The partnership between De Beers Group and Peace Parks Foundation will enable the transfer of 200 elephants from northern South Africa to Mozambique. The pachyderms will travel 1,500 km to settle in Zinave National Park in the south of the country.

The decline of elephant populations in Africa is an established fact. Between 2007 and 2014, these pachyderms lost 36% of their population, according to the International Union for Conservation of Nature (IUCN). The cause of this tragic loss is poaching, a phenomenon that affects several African countries. One of the solutions envisaged, to fill the void created by hunters, is the reintroduction of endangered species, with a view to ensuring their protection and thus balancing biodiversity.

This is the path chosen by Mozambique, and more precisely the Zinave National Park in the south of the country. The country’s elephant population has been decimated during decades of civil war. With the return of peace, better governance and security of wildlife populations could be restored in a number of national parks and reserves.

Zinave will thus be repopulated with elephants, transferred from the north of South Africa. 200 elephants will cover more than 1 500 km in an operation led by De Beers Group, a South African diamond conglomerate, in partnership with Peace Parks Foundation, an organisation involved in the protection of cross-border biodiversity.

A task that requires experience

The death of 10 rhinos after a transfer last month from South Africa to Kenya is still in everyone’s mind. These animals died “after drinking very salty water”. So, before starting the process that began on August 8, 2018, several teams of experts conducted in-depth studies in Zinave National Park.

For transfer, helicopters are first used to direct elephant herds to a catch area so that they can be lifted from the air. The elephant legs are thus bound by strong and flexible ties capable of supporting several tons. A crane attached to the loading trucks then lifts each animal and gently lowers it into crates. The elephants remain immobilised, since they are asleep and will only be woken up before the beginning of a long journey of 1500 km in trucks, towards their new homes.

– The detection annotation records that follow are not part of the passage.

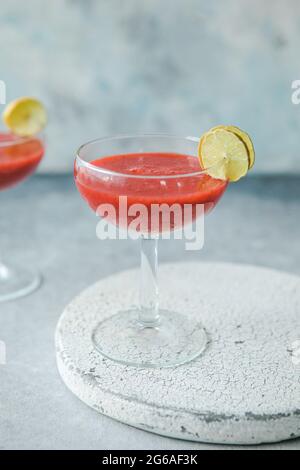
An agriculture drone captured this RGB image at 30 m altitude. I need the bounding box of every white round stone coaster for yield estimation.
[56,263,300,444]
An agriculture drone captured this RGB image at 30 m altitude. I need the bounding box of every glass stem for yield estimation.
[139,236,159,328]
[0,259,10,282]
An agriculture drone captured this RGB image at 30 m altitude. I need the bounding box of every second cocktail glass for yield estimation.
[75,134,227,367]
[0,132,44,302]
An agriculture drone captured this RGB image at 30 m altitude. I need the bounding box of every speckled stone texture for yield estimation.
[56,263,300,444]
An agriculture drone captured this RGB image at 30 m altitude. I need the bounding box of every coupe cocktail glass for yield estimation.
[0,132,44,302]
[75,134,227,367]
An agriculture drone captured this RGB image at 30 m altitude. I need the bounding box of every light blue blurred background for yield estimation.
[0,0,300,173]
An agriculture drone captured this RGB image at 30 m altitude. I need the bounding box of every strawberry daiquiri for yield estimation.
[75,153,227,231]
[0,133,44,191]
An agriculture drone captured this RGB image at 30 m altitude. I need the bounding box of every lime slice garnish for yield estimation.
[3,97,47,137]
[211,126,255,170]
[198,127,249,181]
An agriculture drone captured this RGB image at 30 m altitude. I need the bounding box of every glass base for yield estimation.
[0,263,42,302]
[92,309,208,368]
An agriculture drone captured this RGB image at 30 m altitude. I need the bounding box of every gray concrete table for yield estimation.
[0,176,300,450]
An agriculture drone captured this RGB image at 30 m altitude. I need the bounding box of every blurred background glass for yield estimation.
[0,0,300,173]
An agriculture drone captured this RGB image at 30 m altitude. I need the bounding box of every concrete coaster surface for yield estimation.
[56,263,300,444]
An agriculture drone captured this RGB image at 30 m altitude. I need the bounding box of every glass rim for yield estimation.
[0,129,45,148]
[75,133,223,179]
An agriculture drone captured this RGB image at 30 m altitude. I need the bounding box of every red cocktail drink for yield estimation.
[75,152,227,231]
[75,134,228,367]
[0,133,44,191]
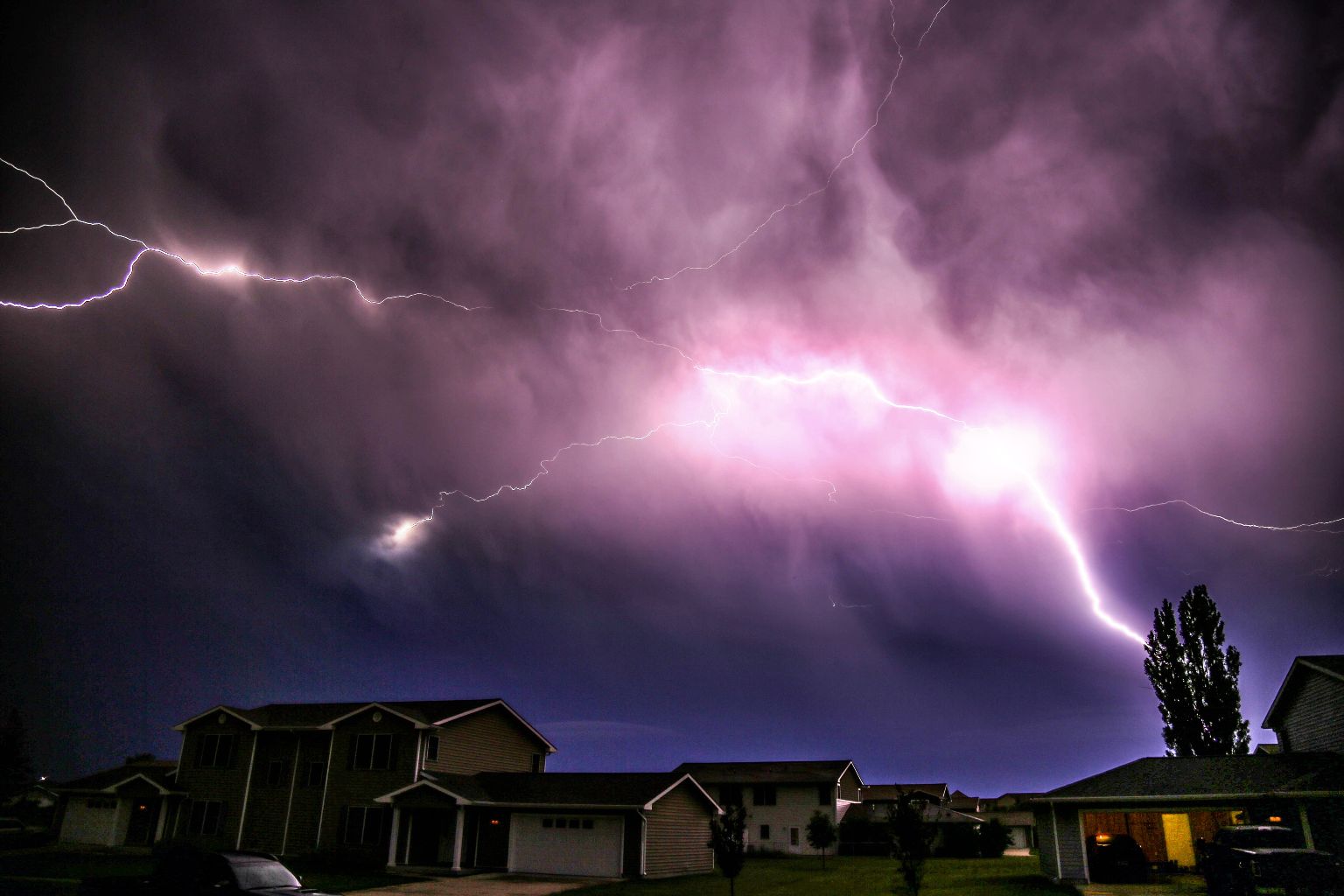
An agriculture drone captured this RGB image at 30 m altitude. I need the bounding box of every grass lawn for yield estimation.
[571,856,1078,896]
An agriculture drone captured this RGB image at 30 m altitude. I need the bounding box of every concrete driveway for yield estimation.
[356,873,612,896]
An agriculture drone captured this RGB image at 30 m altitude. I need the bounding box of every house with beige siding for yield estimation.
[379,773,719,878]
[676,759,863,854]
[1028,655,1344,881]
[173,698,555,860]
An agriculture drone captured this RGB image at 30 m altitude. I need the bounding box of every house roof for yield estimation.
[1261,653,1344,728]
[1035,752,1344,802]
[863,783,948,801]
[173,697,555,752]
[52,759,184,793]
[378,771,719,811]
[674,759,863,786]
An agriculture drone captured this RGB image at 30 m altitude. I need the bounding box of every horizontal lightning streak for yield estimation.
[622,0,951,293]
[1088,499,1344,535]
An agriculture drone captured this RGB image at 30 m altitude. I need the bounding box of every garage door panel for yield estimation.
[509,814,625,878]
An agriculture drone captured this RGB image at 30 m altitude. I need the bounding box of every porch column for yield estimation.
[453,806,466,871]
[387,806,402,868]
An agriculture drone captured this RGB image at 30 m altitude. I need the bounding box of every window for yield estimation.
[187,799,225,836]
[349,735,393,768]
[341,806,391,846]
[196,735,238,768]
[752,785,774,806]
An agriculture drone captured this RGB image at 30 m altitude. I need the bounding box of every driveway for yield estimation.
[358,874,610,896]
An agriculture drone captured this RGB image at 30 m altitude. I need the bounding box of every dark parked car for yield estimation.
[80,846,344,896]
[1088,834,1148,884]
[1200,825,1344,896]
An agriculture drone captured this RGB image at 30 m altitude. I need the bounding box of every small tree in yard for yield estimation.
[708,806,747,896]
[1144,584,1250,756]
[887,793,937,896]
[808,808,840,871]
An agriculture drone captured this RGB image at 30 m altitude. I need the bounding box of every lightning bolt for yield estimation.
[1088,499,1344,535]
[622,0,951,293]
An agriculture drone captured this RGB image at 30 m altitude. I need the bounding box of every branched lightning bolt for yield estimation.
[0,158,488,312]
[622,0,951,291]
[1088,499,1344,535]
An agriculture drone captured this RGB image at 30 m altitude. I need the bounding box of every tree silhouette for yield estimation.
[1144,584,1250,756]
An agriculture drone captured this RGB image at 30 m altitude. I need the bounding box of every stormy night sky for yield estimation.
[0,0,1344,795]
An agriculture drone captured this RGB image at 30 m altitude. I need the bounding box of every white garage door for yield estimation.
[509,813,624,878]
[60,796,117,846]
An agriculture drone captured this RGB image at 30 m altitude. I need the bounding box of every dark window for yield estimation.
[341,806,389,846]
[196,735,238,768]
[187,799,225,834]
[351,735,393,768]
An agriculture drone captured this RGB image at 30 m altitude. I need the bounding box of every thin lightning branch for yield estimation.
[0,158,488,312]
[1088,499,1344,535]
[622,0,951,293]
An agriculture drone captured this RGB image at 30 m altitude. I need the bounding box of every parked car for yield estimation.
[1088,834,1148,884]
[1200,825,1344,896]
[80,846,338,896]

For this operation, De Beers Group has put a lot of resources into play,  as we are informed from this conglomerate, without further details… The diamond company receives technical support from Peace Parks Foundation. Such a big transfer has already taken place on the African continent, and with success. In 1991, the Madikwe reserve in northern South Africa (on the border with Botswana, editor’s note) was the subject of an animal transfer. Eight thousand mammals of 28 different species (including elephants) had already been transferred at that time.